Discovered in 1875 and recorded in the Thames Advertiser on March 15th 1875 as thus:

A Mr Hennelly accompanied by Messrs Wright and Bayldon surveyors Mr Cashell and Mr Smith, one of the claimants of the Prospectors Reserve, travelled up the creek on which the coal had been found. They came back that night with the following information. There were two seams overlaying each other about 50 feet apart. The lower seam being about 18 inches thick, the other on the same bearing 3 foot to four foot thick.

They sunk a hole four foot deep by six foot long onto the main seam and removed large lumps of coal which burnt well. They also found a little oil on the water which burnt with a slight flame.

Mr Wright estimated that the full cost of mining the coal and delivering it to Paeroa, about three miles away, would be about 2 shillings [20 cents] per ton.

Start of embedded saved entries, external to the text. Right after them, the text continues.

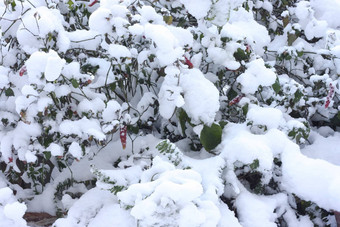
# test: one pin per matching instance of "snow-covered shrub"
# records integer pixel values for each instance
(191, 110)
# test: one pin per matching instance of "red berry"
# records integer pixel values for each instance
(122, 133)
(22, 71)
(94, 2)
(188, 63)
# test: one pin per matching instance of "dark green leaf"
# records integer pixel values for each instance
(211, 136)
(9, 92)
(183, 118)
(240, 55)
(276, 86)
(297, 96)
(245, 109)
(47, 155)
(255, 164)
(75, 83)
(291, 38)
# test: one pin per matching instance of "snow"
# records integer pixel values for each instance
(201, 97)
(256, 75)
(269, 117)
(65, 101)
(325, 147)
(55, 149)
(197, 10)
(299, 175)
(75, 150)
(119, 51)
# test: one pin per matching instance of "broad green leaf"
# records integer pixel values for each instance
(9, 92)
(240, 55)
(211, 136)
(276, 86)
(75, 83)
(183, 118)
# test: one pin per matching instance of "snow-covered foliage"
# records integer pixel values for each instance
(170, 113)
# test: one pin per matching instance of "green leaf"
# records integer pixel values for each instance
(75, 83)
(291, 38)
(47, 155)
(13, 4)
(70, 4)
(297, 96)
(245, 109)
(240, 55)
(9, 92)
(276, 86)
(255, 164)
(168, 19)
(211, 136)
(223, 123)
(183, 118)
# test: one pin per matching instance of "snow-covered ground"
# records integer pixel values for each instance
(170, 113)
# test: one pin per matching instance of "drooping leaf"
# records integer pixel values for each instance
(9, 92)
(183, 118)
(211, 136)
(75, 83)
(276, 86)
(240, 55)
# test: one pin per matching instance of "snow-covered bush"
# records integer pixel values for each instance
(184, 114)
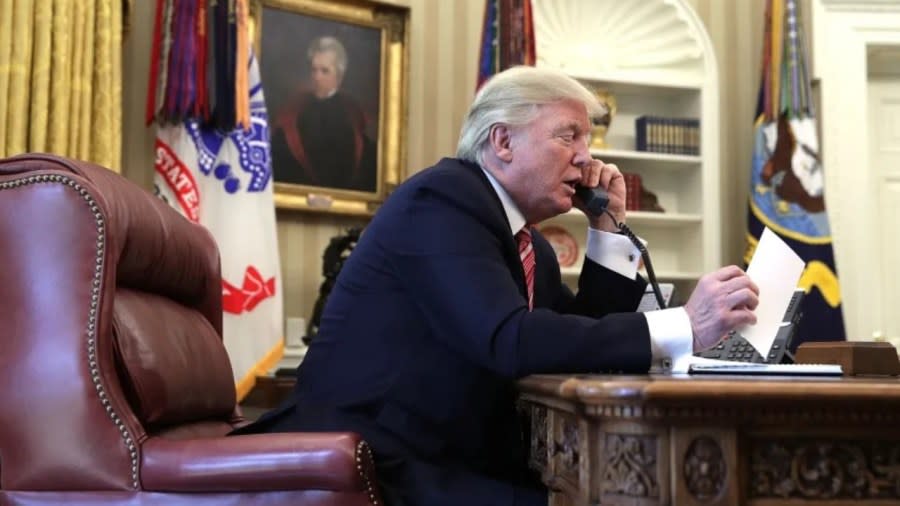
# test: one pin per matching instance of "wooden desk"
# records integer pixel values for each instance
(706, 441)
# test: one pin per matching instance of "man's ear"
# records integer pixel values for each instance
(500, 139)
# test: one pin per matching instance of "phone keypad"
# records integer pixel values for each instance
(734, 347)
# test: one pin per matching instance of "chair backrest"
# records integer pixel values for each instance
(111, 327)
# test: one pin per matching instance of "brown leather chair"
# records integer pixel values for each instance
(114, 383)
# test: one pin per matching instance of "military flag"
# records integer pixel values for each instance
(787, 181)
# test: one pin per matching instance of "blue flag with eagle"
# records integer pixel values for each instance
(787, 179)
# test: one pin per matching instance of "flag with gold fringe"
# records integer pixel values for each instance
(507, 38)
(787, 179)
(213, 164)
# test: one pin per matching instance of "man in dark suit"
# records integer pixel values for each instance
(433, 318)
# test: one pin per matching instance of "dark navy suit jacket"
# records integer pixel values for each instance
(427, 330)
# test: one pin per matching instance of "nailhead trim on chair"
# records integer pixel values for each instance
(365, 460)
(95, 302)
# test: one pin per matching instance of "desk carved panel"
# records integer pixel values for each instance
(824, 469)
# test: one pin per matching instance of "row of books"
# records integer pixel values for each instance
(680, 136)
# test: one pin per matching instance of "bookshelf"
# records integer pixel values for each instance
(656, 59)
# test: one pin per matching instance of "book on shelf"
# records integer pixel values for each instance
(656, 134)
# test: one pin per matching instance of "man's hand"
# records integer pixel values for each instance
(723, 300)
(607, 176)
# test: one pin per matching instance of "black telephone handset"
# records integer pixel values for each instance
(735, 347)
(595, 199)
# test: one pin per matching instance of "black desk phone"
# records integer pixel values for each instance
(735, 347)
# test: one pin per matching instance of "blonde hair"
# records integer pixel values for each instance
(513, 97)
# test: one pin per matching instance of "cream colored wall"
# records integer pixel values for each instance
(444, 41)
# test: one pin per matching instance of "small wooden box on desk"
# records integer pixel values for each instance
(856, 358)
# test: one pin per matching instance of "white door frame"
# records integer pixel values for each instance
(843, 30)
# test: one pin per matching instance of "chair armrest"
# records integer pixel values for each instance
(283, 461)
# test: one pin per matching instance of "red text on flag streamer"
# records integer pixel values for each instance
(179, 179)
(255, 289)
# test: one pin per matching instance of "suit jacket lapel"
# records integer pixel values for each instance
(497, 220)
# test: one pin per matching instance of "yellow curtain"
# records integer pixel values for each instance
(61, 79)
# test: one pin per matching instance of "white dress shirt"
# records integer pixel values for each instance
(671, 336)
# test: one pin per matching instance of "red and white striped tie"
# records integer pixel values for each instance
(526, 254)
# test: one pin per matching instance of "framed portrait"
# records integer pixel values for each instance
(334, 74)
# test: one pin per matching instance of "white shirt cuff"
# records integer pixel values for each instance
(671, 336)
(613, 251)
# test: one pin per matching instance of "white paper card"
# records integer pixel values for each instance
(776, 270)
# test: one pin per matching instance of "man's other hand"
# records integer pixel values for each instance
(722, 301)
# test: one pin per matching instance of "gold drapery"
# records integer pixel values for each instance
(61, 79)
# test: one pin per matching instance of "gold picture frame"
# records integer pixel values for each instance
(374, 82)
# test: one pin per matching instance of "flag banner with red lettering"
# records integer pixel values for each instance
(215, 168)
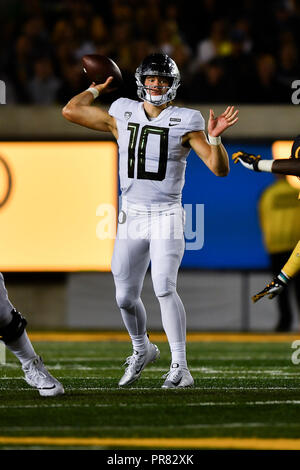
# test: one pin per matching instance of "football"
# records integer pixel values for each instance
(99, 67)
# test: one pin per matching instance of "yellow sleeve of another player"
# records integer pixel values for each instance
(292, 266)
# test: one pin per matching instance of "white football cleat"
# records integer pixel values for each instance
(137, 363)
(178, 377)
(36, 375)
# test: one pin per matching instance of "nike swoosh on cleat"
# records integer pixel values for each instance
(177, 383)
(47, 388)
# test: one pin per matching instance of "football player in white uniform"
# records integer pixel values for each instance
(13, 334)
(154, 139)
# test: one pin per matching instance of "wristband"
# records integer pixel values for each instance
(214, 140)
(265, 165)
(94, 92)
(283, 277)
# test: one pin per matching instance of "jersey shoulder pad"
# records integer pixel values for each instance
(121, 107)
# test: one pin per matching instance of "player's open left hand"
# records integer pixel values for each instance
(217, 125)
(275, 287)
(248, 160)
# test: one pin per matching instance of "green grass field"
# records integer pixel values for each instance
(242, 390)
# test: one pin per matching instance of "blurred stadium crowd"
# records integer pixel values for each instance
(237, 52)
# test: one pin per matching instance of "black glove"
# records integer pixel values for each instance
(275, 287)
(247, 160)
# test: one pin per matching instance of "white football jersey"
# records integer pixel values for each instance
(152, 159)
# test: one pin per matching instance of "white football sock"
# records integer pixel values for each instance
(135, 319)
(178, 352)
(22, 349)
(174, 323)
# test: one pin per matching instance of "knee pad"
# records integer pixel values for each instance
(163, 286)
(126, 298)
(14, 329)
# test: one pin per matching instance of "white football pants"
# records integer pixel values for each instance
(145, 236)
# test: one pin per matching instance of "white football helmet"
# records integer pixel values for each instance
(161, 65)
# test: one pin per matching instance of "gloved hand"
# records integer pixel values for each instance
(247, 160)
(275, 287)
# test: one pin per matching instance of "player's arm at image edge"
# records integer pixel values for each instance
(286, 166)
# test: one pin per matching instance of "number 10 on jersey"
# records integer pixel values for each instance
(163, 133)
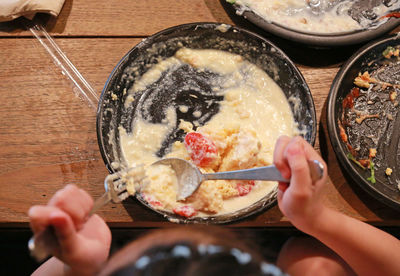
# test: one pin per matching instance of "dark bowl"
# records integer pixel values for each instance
(318, 39)
(112, 113)
(385, 189)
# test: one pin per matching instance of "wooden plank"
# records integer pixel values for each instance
(48, 136)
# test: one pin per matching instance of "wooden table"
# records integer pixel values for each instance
(48, 135)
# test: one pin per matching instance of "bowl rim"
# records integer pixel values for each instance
(223, 218)
(321, 39)
(333, 130)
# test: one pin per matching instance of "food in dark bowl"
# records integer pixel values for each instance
(363, 119)
(186, 92)
(326, 23)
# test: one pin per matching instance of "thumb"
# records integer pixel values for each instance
(64, 230)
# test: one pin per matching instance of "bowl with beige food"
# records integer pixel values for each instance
(213, 94)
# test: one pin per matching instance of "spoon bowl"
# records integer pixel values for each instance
(190, 177)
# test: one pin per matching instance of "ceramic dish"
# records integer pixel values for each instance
(323, 39)
(368, 119)
(111, 111)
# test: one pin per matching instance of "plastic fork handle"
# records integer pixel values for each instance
(270, 173)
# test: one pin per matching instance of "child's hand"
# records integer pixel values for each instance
(83, 243)
(301, 200)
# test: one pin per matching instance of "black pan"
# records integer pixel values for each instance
(369, 58)
(112, 113)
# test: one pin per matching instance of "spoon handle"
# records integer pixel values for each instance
(270, 173)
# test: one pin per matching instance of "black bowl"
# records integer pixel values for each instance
(385, 189)
(112, 113)
(320, 39)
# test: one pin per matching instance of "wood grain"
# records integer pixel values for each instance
(48, 135)
(124, 18)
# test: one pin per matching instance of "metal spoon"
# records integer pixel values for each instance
(189, 176)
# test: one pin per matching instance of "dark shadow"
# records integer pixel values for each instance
(56, 25)
(298, 53)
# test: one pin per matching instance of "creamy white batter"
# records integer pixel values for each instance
(253, 114)
(297, 14)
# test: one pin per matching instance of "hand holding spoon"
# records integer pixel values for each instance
(189, 176)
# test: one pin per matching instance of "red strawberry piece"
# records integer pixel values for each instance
(185, 211)
(201, 149)
(152, 201)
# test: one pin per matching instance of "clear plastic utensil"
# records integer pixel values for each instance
(81, 86)
(189, 176)
(42, 244)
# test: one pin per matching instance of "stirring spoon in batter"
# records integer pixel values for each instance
(189, 176)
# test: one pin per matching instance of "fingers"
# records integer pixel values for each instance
(291, 157)
(64, 230)
(75, 202)
(280, 160)
(296, 158)
(41, 217)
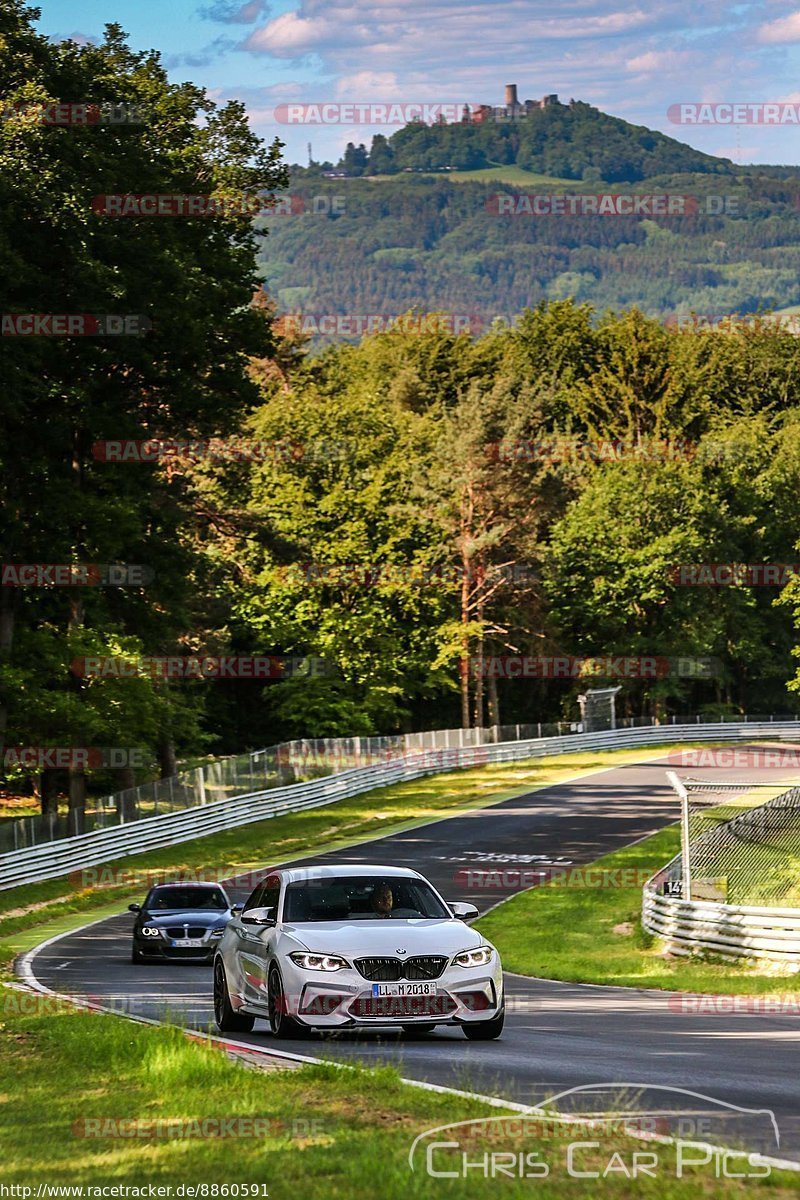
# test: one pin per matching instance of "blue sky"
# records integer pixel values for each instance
(631, 58)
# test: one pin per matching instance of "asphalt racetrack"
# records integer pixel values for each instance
(557, 1036)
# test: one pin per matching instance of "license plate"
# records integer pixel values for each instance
(403, 989)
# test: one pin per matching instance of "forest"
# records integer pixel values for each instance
(395, 526)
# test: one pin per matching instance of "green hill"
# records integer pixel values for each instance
(417, 237)
(573, 141)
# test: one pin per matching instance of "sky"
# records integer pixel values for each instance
(631, 59)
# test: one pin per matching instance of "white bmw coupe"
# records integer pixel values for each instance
(337, 947)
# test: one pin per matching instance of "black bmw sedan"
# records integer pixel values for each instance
(180, 921)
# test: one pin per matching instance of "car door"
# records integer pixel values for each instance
(247, 959)
(256, 940)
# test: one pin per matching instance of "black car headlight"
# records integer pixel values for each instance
(476, 958)
(318, 961)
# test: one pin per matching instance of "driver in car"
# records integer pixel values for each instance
(382, 900)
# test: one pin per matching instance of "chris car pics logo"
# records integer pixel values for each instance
(606, 1132)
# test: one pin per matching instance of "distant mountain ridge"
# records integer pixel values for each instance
(573, 141)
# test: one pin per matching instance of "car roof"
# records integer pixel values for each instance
(298, 874)
(187, 883)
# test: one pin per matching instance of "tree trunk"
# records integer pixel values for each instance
(494, 700)
(167, 760)
(77, 775)
(48, 792)
(479, 664)
(6, 642)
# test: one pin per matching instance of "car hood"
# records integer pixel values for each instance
(385, 937)
(186, 917)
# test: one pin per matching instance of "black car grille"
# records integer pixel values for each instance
(421, 966)
(403, 1006)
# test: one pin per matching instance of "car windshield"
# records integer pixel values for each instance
(361, 898)
(170, 899)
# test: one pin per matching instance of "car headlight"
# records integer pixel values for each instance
(477, 958)
(318, 961)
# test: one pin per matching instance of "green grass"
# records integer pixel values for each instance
(58, 905)
(320, 1131)
(567, 933)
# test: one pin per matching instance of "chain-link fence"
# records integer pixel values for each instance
(740, 843)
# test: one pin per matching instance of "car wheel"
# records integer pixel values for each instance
(228, 1020)
(485, 1031)
(283, 1026)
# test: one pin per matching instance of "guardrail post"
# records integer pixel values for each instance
(685, 855)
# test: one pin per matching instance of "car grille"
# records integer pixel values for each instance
(403, 1006)
(421, 966)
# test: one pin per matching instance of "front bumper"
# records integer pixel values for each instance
(344, 997)
(162, 948)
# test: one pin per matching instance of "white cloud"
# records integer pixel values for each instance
(783, 30)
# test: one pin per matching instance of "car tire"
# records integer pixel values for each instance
(485, 1031)
(227, 1019)
(282, 1025)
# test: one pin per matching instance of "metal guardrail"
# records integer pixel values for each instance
(738, 931)
(52, 859)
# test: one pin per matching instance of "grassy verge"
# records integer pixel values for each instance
(71, 1085)
(58, 905)
(590, 934)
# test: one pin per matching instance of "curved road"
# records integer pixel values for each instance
(557, 1036)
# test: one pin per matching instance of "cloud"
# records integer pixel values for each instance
(77, 37)
(234, 12)
(781, 31)
(659, 61)
(202, 58)
(370, 83)
(451, 34)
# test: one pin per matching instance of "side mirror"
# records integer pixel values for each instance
(263, 917)
(464, 911)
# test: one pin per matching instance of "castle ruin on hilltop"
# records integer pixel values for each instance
(511, 111)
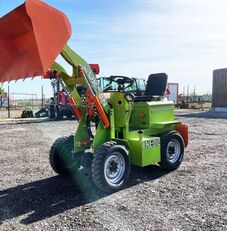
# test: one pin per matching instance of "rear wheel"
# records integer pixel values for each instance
(172, 151)
(110, 167)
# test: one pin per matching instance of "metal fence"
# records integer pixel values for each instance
(12, 106)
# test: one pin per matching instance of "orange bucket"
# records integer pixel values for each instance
(31, 37)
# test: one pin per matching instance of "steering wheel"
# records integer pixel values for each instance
(121, 80)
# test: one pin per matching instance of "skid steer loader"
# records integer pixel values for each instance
(129, 128)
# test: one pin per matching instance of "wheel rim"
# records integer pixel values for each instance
(173, 151)
(114, 169)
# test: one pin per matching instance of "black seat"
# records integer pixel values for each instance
(156, 86)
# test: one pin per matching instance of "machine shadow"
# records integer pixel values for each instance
(45, 198)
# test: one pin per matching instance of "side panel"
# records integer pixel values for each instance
(145, 151)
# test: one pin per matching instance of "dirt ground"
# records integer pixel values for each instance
(193, 197)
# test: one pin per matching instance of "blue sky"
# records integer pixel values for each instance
(185, 39)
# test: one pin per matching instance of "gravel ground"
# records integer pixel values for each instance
(193, 197)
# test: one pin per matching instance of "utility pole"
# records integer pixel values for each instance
(194, 93)
(42, 97)
(8, 104)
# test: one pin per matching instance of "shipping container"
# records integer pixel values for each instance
(173, 90)
(219, 92)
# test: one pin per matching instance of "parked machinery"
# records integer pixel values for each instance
(131, 129)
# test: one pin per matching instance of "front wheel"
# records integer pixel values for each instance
(172, 151)
(110, 167)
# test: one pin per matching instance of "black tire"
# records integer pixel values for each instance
(110, 167)
(51, 112)
(60, 146)
(172, 151)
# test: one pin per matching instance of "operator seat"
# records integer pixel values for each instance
(156, 86)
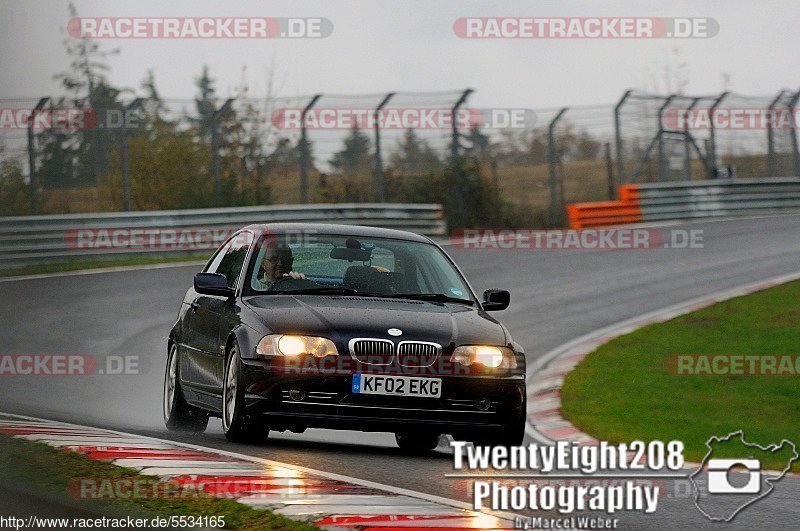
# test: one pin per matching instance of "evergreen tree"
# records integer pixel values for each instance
(356, 156)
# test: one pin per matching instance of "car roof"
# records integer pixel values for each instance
(334, 229)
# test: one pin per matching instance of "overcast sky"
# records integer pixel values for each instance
(381, 45)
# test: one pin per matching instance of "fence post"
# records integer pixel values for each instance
(556, 192)
(618, 137)
(712, 136)
(380, 181)
(125, 157)
(215, 171)
(771, 136)
(612, 189)
(793, 130)
(662, 174)
(455, 144)
(304, 151)
(687, 142)
(34, 183)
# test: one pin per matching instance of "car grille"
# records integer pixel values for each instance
(381, 352)
(372, 351)
(417, 353)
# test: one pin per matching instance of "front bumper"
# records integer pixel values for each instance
(298, 401)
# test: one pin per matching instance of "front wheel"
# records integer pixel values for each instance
(416, 442)
(178, 415)
(234, 424)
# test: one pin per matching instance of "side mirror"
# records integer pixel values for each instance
(495, 300)
(212, 284)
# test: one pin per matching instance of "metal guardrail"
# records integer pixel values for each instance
(714, 198)
(687, 200)
(35, 239)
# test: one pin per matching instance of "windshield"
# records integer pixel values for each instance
(378, 267)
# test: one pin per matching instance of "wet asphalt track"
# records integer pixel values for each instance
(556, 296)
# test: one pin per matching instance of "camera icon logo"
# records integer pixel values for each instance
(725, 486)
(719, 482)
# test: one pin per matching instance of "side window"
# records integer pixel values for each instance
(232, 259)
(213, 265)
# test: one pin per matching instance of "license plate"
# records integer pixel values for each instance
(378, 384)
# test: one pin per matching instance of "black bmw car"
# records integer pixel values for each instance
(295, 326)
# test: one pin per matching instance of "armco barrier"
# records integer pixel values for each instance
(687, 200)
(36, 239)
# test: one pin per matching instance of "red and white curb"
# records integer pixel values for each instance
(330, 501)
(545, 423)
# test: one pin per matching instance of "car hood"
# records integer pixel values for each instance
(342, 318)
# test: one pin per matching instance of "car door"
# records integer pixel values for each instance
(197, 362)
(219, 314)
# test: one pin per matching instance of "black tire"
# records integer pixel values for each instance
(178, 415)
(509, 436)
(416, 442)
(236, 428)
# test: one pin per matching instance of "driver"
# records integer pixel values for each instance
(276, 264)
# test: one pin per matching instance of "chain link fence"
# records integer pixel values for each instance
(488, 166)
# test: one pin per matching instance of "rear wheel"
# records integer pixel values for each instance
(236, 427)
(508, 436)
(179, 415)
(416, 442)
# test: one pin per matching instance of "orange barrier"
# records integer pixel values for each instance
(601, 213)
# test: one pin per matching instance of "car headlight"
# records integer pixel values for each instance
(292, 346)
(491, 357)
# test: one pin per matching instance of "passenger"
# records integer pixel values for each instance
(276, 264)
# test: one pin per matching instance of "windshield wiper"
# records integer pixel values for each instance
(322, 290)
(433, 297)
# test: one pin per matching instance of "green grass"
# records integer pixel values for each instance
(623, 391)
(58, 267)
(45, 471)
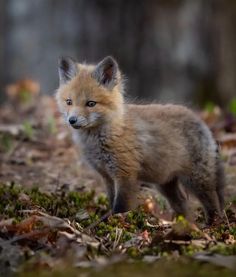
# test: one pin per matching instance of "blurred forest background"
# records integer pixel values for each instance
(171, 50)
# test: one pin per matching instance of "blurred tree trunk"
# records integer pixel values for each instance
(2, 44)
(170, 50)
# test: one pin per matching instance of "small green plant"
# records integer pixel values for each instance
(25, 96)
(28, 130)
(232, 106)
(6, 142)
(209, 107)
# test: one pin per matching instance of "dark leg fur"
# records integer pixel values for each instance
(175, 196)
(220, 182)
(125, 195)
(204, 190)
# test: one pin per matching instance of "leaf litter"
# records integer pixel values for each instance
(54, 214)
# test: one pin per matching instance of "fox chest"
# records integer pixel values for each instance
(100, 158)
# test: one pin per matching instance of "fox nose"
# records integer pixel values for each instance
(72, 120)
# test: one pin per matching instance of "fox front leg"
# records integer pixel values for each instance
(125, 195)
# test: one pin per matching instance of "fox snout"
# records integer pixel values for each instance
(72, 120)
(77, 122)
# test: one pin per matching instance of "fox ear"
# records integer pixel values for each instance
(107, 72)
(67, 68)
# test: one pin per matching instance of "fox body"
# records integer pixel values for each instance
(166, 145)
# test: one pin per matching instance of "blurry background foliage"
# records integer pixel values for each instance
(170, 50)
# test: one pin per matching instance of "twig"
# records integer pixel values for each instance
(94, 224)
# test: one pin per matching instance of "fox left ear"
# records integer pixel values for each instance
(107, 72)
(67, 68)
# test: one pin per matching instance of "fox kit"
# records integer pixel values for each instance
(166, 145)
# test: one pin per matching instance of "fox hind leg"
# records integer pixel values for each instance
(175, 196)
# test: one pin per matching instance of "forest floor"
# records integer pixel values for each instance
(49, 202)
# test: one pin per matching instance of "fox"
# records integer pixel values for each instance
(166, 145)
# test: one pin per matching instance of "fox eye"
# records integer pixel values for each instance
(68, 101)
(91, 104)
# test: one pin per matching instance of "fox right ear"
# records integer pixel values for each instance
(67, 68)
(107, 72)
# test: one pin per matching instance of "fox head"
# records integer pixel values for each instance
(90, 95)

The coal was latter delivered to Paeroa in wagons pulled by bullocks owned by the late Mr Trainor of Reservoir Road and shipped to Thames and Auckland from a wharf behind Fathers Tavern, Paeroa.

The mine, I believe, became uneconomic because of the varied widths of the coal seams leaving too much overburden to remove. Paeroa should not be out done by Waihi as it would take only about $100,000 to place a wooden wagon with two bullocks attached made of fibreglass, the coal likewise, along side the L and P Bottle.

The above mine was rediscovered around 1980 by the Sutton brothers, Arthur and Chook, along with their late brother-in-law Pat O'Hara and over the years have taken many people to see it but it took them years to find any real information about it. In the past weeks more has come to hand from Michael O'Connell and Graham Watton of Paeroa. A sample of the coal is now at the Paeroa Museum.

By what we read of late about mining the old saying that the definition of a mine is "a hole in the ground surrounded by thieves" still stands today.